Choix narratif à fleur de peau
Le lore initial de Legends of the Condor Heroes semble particulièrement touffu de prime abord, surtout que la narration s’évertue un brin maladroitement à nous résumer le contexte politique du récit en 2 min top chrono via une voix-off surexplicative. Pire, le background global de Guo Jing est globalement résumé en une quinzaine de minutes, tandis que le spectateur néophyte doit accepter le fait qu’il s’agit d’une histoire particulièrement connue en Orient, d’où les raccourcis initiaux !

Heureusement, Tsui Hark sait installer efficacement ses enjeux via une universalité rare, tout en faisant de ce Legends of the Condor Heroes une fresque (avant tout un conte) comme une romance impossible. Impossible via le statut social de son héros (promis à la fille du Khan), le contexte de guerre qui gronde, et la menace qui plane personnifiée par les sbires de Venin de l’Ouest !
Dès lors, la structure du film devient étonnamment linéaire, voire même simpliste, centrée sur ce simple point de vue : la mise en scène de Tsui Hark brillant particulièrement dans les séquences non-rythmées par les scènes de fights (soit l’essentiel du métrage finalement). De nouveau, le réalisateur chinois montre tout un savoir-faire scénographique d’une lisibilité absolue et d’une grammaire telle qu’un simple échange tragi-comique pris à part devient un vrai morceau de cinéma enivrant (formidable séquence dans un cimetière de cerisiers ou encore ce dialogue avec la guilde des mendiants enchaînant les plans-séquences au sein d’une hutte !).
Leçon totale de mise en scène
Autant à l’aise dans l’humour (les joutes verbales féminines du film !) que dans le drame (magnifique scène de deuil avant le climax, rythmée par des halos de lumière renforçant sa puissance symbolique), Tsui Hark se permet même des envolées géométriques inédites dans la spatialisation globale de l’action, proposant des prises de vues folles sur des chevauchées d’armées ou des mano-à-mano qu’on a pourtant vu des centaines de fois dans le genre.

Un véritable metteur en scène qui se réapproprie les codes donc, jusque dans un climax guerrier peu avare en super pouvoirs, tel un poing tendu face aux sempiternels blockbusters XXL découpés/filmés à la truelle. Un petit bonheur qui relève presque du pur plaisir enfantin via sa non-complexité apparente, alors que Legends of the Condor Heroes parvient à mettre en pivot central une vraie romance incarnée comme aucun film de genre n’est capable de le faire de nos jours.

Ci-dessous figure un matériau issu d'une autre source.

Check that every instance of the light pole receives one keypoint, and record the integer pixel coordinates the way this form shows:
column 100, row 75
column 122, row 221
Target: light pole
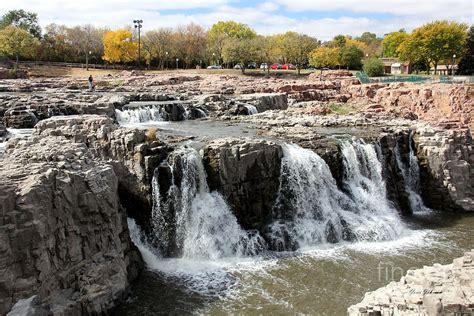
column 452, row 67
column 138, row 26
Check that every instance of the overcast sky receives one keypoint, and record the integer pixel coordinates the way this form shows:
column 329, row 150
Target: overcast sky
column 322, row 19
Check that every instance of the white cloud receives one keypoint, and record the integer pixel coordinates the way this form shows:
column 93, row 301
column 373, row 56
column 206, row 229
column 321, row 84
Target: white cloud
column 267, row 17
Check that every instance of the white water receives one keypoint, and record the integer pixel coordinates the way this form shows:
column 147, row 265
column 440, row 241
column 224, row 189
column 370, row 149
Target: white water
column 139, row 115
column 205, row 227
column 411, row 176
column 251, row 109
column 311, row 210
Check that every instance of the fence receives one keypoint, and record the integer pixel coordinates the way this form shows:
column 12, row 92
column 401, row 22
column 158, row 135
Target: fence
column 364, row 79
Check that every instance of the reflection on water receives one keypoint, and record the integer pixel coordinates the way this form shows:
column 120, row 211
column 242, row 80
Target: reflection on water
column 324, row 280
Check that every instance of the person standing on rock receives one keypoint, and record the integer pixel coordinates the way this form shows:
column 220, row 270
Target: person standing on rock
column 90, row 81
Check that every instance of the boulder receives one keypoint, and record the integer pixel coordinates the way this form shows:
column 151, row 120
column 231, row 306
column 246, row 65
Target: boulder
column 64, row 235
column 432, row 290
column 19, row 117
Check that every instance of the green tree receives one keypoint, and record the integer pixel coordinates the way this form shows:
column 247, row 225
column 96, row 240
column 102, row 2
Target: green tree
column 221, row 31
column 351, row 57
column 296, row 48
column 325, row 56
column 435, row 42
column 22, row 19
column 373, row 67
column 466, row 64
column 16, row 42
column 242, row 51
column 86, row 40
column 270, row 49
column 391, row 42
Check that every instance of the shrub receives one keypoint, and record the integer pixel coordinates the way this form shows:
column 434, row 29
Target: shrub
column 151, row 134
column 373, row 67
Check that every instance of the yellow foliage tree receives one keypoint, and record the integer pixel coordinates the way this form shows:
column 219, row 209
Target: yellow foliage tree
column 119, row 46
column 16, row 42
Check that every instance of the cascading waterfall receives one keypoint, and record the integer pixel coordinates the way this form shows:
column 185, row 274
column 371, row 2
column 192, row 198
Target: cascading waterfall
column 204, row 226
column 139, row 115
column 411, row 176
column 311, row 210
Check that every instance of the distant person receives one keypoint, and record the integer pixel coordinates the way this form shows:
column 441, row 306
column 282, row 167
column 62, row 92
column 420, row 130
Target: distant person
column 90, row 81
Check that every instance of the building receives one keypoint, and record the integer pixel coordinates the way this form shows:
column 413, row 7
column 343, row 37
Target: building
column 443, row 69
column 395, row 67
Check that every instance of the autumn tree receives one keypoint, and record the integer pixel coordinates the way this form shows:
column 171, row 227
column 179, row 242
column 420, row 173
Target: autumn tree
column 222, row 31
column 242, row 51
column 270, row 49
column 325, row 56
column 22, row 19
column 16, row 42
column 119, row 46
column 296, row 48
column 435, row 42
column 190, row 43
column 466, row 64
column 391, row 43
column 158, row 45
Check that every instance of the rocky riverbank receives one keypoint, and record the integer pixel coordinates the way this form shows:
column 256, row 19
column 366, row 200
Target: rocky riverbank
column 67, row 189
column 433, row 290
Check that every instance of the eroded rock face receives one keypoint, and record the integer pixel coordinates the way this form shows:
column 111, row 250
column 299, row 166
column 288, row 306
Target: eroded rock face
column 20, row 117
column 446, row 168
column 63, row 231
column 247, row 173
column 266, row 101
column 433, row 290
column 133, row 156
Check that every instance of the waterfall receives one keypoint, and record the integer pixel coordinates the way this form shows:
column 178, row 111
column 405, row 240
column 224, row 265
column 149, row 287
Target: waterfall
column 310, row 208
column 139, row 115
column 411, row 176
column 203, row 224
column 252, row 109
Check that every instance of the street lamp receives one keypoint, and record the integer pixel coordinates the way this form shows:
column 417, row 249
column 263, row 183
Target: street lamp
column 138, row 26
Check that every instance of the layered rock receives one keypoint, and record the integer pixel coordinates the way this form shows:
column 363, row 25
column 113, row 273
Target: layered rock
column 247, row 173
column 432, row 290
column 446, row 168
column 64, row 233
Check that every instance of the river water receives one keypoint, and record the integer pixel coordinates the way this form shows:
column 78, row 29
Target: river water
column 215, row 274
column 311, row 281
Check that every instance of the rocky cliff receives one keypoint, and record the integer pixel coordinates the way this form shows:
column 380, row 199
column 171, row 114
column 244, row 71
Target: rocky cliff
column 64, row 233
column 433, row 290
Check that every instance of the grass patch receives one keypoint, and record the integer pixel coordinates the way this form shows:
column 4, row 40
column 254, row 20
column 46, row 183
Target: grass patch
column 151, row 134
column 341, row 108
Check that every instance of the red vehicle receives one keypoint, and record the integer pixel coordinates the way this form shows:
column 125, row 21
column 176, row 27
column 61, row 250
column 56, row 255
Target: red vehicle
column 288, row 67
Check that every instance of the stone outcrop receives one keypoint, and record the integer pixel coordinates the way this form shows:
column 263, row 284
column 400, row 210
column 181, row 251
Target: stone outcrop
column 63, row 231
column 446, row 168
column 433, row 290
column 247, row 173
column 441, row 104
column 265, row 101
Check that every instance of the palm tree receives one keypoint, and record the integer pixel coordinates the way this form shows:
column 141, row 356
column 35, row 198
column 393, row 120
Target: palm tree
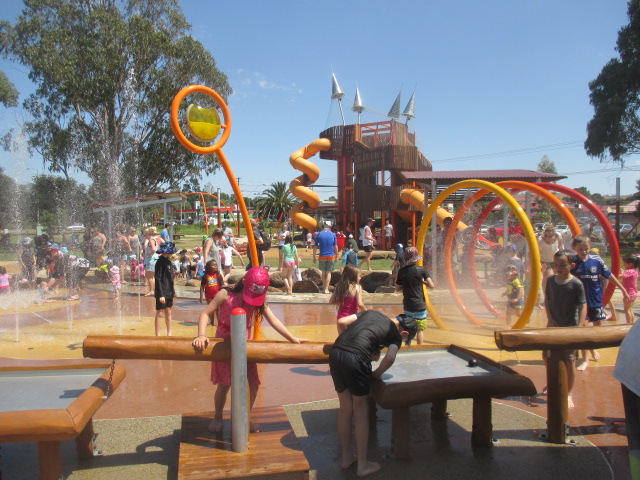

Et si cela ne suffisait pas, Tsui Hark se permet un message succinct plutôt pacifiste derrière le parfum de nationalisme ambiant au sein de la production cinématographique chinoise. Une réflexion glissée en loucedé pourra-t-on dire malgré une fierté gouvernementale empêchant les blockbusters chinois de pleinement sortir des clous idéologiques. Mais en l’était, Tsui Hark affiche à nouveau un immense savoir-faire dans une nouvelle pierre à l’édifice gargantuesque qu’est son incontournable filmographie !
Legends of the Condor Heroes – The Gallants sortira prochainement au cinéma
avis
Avec Legends of the Condor Heroes, le grand Tsui Hark revient aux affaires et signe son meilleur film depuis 10 ans. Une épopée XXL certes dans les carcans narratifs et idéologiques des blockbusters chinois contemporains, mais à la mise en scène ahurissante de lisibilité, faisant avant tout de cette adaptation une magnifique histoire d'amour intemporelle.